Nearly 30 years ago, medical practice experienced a patient empowerment revolution, with prominent legal cases establishing that a patient has the right to information about a medical condition as well as final say about medical care. The goal of the revolution was to make sure that health-care decisions would be based not only on medical facts but also on a patient's treatment preferences. Unfortunately, unless we change the way physicians are trained and paid, this goal will languish.
As evidenced by the Gleason score discussion above, when a physician resorts to jargon, the effort to educate patients can fail. Imagine yourself sitting half naked on an exam table with the word cancer rattling around your brain. Do you think you'd be able to comprehend such a conversation? Jargon is ubiquitous in physician-patient encounters; doctors frequently use undefined technical terms and patients rarely have the confidence or assertiveness to ask for clarification. All too often, the result is precious time wasted on ineffective communication despite the many important decisions doctors and patients need to make together. Medical terminology is second nature to physicians, but to patients it may sound like a foreign language.
To make matters worse, physicians often fail to account for a patient's negative emotional state during medical consultations. In one study of senior oncologists, researchers discovered that when patients expressed negative emotions ("I'm scared" or "I can't sleep because of pain"), the oncologists acknowledged and responded to the emotions only one in five times. More often, physicians either continued talking, as if the patients had never uttered the cries for help, or changed the topic to something less difficult, often shifting to lecture mode, doing their best to make sure their patients were adequately informed about their illness.
In short, doctors don't know how to partner with patients to make decisions. In the old days (the more than two millennia between the time of Hippocrates and the patient empowerment revolution of the 1970s), physicians were the decision makers—deciding what patients should and shouldn't know and determining which treatments patients should or shouldn't receive. Indeed, the Hippocratic Oath compelled physicians to remain silent if such silence would reduce patient suffering: "Give necessary orders with cheerfulness and serenity, drawing his attention away from what is being done to him; sometimes reprove sharply and emphatically, and sometimes comfort with solicitude and attention, revealing nothing of the patient's future or present condition."
With the new paradigm, physicians have been knocked off the "Doctor Knows All" pedestal, without being told where to stand.
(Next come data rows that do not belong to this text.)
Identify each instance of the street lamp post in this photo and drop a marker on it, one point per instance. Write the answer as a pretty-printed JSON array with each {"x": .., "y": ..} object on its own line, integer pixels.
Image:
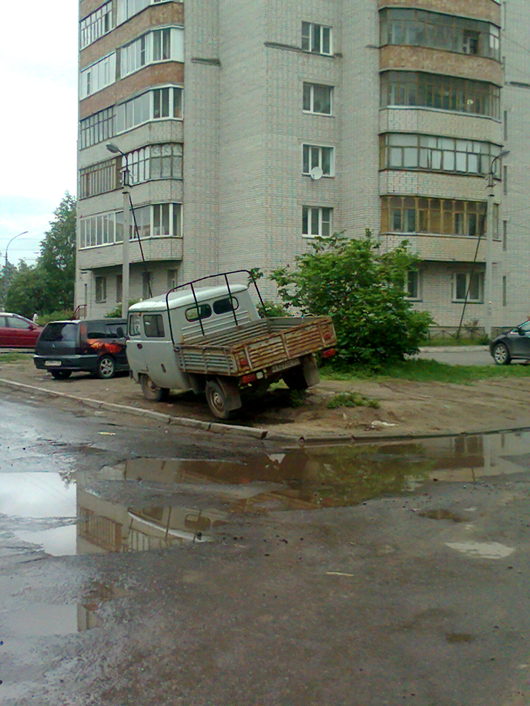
[
  {"x": 126, "y": 227},
  {"x": 488, "y": 318},
  {"x": 6, "y": 262}
]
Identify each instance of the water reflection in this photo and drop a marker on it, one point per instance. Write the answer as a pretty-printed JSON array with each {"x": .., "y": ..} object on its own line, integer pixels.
[{"x": 67, "y": 516}]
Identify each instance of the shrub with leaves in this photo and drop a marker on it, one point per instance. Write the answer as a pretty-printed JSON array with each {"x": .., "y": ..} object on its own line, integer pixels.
[{"x": 363, "y": 290}]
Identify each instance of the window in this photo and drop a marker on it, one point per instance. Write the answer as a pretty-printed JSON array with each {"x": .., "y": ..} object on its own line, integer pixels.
[
  {"x": 128, "y": 8},
  {"x": 412, "y": 285},
  {"x": 470, "y": 42},
  {"x": 96, "y": 128},
  {"x": 172, "y": 279},
  {"x": 101, "y": 289},
  {"x": 316, "y": 221},
  {"x": 417, "y": 89},
  {"x": 416, "y": 214},
  {"x": 222, "y": 306},
  {"x": 153, "y": 326},
  {"x": 98, "y": 178},
  {"x": 468, "y": 285},
  {"x": 154, "y": 220},
  {"x": 317, "y": 98},
  {"x": 154, "y": 162},
  {"x": 97, "y": 76},
  {"x": 202, "y": 311},
  {"x": 439, "y": 31},
  {"x": 147, "y": 290},
  {"x": 315, "y": 156},
  {"x": 119, "y": 287},
  {"x": 316, "y": 38},
  {"x": 152, "y": 105},
  {"x": 134, "y": 327},
  {"x": 95, "y": 25},
  {"x": 432, "y": 153},
  {"x": 158, "y": 45}
]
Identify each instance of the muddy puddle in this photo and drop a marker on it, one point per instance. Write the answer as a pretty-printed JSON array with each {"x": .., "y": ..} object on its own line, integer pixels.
[{"x": 195, "y": 498}]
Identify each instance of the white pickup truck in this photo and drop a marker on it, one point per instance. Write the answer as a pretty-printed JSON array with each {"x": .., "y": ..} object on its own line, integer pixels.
[{"x": 211, "y": 340}]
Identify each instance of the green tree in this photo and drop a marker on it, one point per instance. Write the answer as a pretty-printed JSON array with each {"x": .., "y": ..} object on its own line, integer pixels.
[
  {"x": 363, "y": 290},
  {"x": 48, "y": 286},
  {"x": 27, "y": 293},
  {"x": 57, "y": 256}
]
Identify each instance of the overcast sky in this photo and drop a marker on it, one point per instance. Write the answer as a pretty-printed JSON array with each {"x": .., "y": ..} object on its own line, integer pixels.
[{"x": 38, "y": 120}]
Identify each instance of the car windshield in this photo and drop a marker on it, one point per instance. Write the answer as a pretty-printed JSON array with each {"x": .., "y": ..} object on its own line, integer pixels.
[{"x": 60, "y": 332}]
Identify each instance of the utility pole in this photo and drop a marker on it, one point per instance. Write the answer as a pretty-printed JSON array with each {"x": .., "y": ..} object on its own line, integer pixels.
[{"x": 488, "y": 285}]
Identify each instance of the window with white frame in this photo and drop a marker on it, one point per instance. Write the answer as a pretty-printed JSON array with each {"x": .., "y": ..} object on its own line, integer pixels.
[
  {"x": 468, "y": 285},
  {"x": 98, "y": 76},
  {"x": 98, "y": 178},
  {"x": 128, "y": 8},
  {"x": 154, "y": 162},
  {"x": 316, "y": 38},
  {"x": 158, "y": 45},
  {"x": 412, "y": 285},
  {"x": 317, "y": 98},
  {"x": 95, "y": 25},
  {"x": 317, "y": 156},
  {"x": 147, "y": 285},
  {"x": 101, "y": 289},
  {"x": 172, "y": 279},
  {"x": 316, "y": 220},
  {"x": 156, "y": 104},
  {"x": 96, "y": 128},
  {"x": 154, "y": 220}
]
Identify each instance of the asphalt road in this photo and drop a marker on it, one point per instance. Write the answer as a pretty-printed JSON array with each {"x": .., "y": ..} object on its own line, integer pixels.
[
  {"x": 143, "y": 565},
  {"x": 458, "y": 355}
]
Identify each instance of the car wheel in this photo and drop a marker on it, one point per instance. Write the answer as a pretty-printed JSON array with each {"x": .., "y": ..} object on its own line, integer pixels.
[
  {"x": 294, "y": 378},
  {"x": 61, "y": 374},
  {"x": 217, "y": 399},
  {"x": 152, "y": 392},
  {"x": 501, "y": 354},
  {"x": 106, "y": 367}
]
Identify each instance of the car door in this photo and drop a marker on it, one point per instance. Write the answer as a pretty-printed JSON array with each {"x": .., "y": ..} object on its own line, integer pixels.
[
  {"x": 3, "y": 331},
  {"x": 520, "y": 340}
]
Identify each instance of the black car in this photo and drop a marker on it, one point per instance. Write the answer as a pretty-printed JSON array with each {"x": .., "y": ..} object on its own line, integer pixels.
[
  {"x": 512, "y": 345},
  {"x": 96, "y": 346}
]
Too often, physicians see their role as that of an information provider. Sometimes patients ask their doctors for advice, and doctors refuse to advise. Here's a common physician response to such a request for treatment recommendations: "It's not for me to decide. It's your decision." (Perhaps the patient had asked for advice because he was overwhelmed by the detailed Gleason score soliloquy he had just received.)
Other times, physicians willingly provide treatment recommendations, but only rarely after learning enough about the patient's preferences. There are educational programs that are helping physicians work with their patients. One such program at Duke and two other institutions showed that, when taken to task, physicians can learn to listen to and improve their interactions with patients.
The medical profession is a public resource, paid for handsomely by both government and private markets to serve patients' needs. It's time to design a health-care system that holds health-care professionals accountable for meeting those needs.